Per i fan di lunga data, però, le differenze tra i Foo Fighters dell’era Hawkins e quelli di oggi sono evidenti, e sicuramente per qualcuno peseranno. Il rapporto tra Dave Grohl e Taylor Hawkins era molto più di un’intesa musicale: era uno dei motori dello spettacolo. Le continue battute, le provocazioni reciproche e i siparietti improvvisati trasformavano il concerto in una conversazione tra due amici prima ancora che tra frontman e batterista.
Oggi quella dinamica non esiste più: Grohl distribuisce la sua attenzione all’intera band, lasciando spazio a ogni musicista. Lo show perde inevitabilmente una parte della sua dimensione più personale, ma acquista equilibrio.
Anche Ilan Rubin non viene relegato al ruolo di semplice esecutore: ha i suoi momenti, può interpretare i brani con il proprio linguaggio e non gli viene mai chiesto di imitare Hawkins. Il suo drumming è più ruvido, fisico e istintivo rispetto a quello di Josh Freese.

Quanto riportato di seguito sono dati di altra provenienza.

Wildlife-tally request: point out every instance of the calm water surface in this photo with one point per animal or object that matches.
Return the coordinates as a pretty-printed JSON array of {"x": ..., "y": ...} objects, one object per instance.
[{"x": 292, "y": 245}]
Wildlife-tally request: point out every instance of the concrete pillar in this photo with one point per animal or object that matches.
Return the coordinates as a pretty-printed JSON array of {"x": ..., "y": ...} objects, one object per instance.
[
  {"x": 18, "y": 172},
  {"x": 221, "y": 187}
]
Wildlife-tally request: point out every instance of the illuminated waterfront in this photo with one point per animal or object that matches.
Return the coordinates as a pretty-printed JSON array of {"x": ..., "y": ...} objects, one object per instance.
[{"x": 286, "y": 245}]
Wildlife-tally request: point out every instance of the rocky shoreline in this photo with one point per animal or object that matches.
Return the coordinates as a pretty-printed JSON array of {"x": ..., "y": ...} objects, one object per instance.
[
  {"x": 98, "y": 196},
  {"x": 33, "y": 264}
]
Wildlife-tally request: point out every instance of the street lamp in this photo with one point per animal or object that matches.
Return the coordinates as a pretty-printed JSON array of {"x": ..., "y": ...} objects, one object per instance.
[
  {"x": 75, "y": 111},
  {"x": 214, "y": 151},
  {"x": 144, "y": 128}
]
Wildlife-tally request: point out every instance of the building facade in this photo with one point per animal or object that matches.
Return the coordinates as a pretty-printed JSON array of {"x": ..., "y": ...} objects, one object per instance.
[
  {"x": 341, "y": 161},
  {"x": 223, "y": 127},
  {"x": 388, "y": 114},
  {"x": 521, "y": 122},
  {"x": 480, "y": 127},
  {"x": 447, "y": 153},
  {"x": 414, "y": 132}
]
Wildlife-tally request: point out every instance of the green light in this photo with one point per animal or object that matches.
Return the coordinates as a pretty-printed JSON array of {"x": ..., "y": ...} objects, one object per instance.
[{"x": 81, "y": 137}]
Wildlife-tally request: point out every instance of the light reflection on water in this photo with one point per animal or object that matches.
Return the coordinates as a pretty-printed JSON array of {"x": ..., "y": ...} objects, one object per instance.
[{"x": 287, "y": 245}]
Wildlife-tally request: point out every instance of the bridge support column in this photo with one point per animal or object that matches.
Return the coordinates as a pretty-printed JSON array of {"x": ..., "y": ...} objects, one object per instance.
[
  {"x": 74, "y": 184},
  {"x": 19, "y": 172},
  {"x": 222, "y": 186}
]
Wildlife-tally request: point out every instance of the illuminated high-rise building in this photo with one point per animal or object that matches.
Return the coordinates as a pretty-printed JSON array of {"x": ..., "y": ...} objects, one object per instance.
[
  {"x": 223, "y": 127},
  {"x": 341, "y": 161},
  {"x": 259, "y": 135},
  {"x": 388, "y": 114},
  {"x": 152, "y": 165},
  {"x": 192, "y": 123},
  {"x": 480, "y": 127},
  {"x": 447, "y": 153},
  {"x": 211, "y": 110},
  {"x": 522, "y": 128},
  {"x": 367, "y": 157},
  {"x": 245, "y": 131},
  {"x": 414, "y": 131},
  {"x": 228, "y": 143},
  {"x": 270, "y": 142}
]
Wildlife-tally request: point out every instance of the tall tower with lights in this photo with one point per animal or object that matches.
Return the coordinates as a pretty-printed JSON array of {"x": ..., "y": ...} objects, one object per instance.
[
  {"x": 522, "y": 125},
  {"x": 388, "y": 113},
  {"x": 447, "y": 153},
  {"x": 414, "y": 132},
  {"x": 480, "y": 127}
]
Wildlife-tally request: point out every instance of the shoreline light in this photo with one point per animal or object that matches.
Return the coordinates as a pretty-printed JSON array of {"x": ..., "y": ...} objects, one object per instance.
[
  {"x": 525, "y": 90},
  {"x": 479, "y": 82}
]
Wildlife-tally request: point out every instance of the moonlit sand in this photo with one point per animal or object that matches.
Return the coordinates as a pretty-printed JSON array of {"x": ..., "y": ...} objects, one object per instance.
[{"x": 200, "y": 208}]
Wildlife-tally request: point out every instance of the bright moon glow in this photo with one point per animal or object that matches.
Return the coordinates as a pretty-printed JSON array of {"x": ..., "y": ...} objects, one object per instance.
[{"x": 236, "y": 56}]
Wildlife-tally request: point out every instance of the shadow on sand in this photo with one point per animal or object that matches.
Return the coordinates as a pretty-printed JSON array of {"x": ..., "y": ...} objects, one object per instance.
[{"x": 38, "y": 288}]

Un approccio che sembra sposarsi con il Dave Grohl delle origini, cresciuto tra hardcore e punk, dove l’urgenza espressiva conta spesso più della perfezione tecnica. Rubin non cerca di impressionare con il virtuosismo: mette la sua personalità al servizio delle canzoni, contribuendo a dare alla band un’identità nuova, senza tradirne il passato.
Il concerto non è costruito tanto sull’effetto nostalgia, quanto piuttosto sulla continuità. Dave Grohl resta un frontman totale: canta, scherza, corre, guida il pubblico e trasforma le poche, brevi pause in momenti di connessione.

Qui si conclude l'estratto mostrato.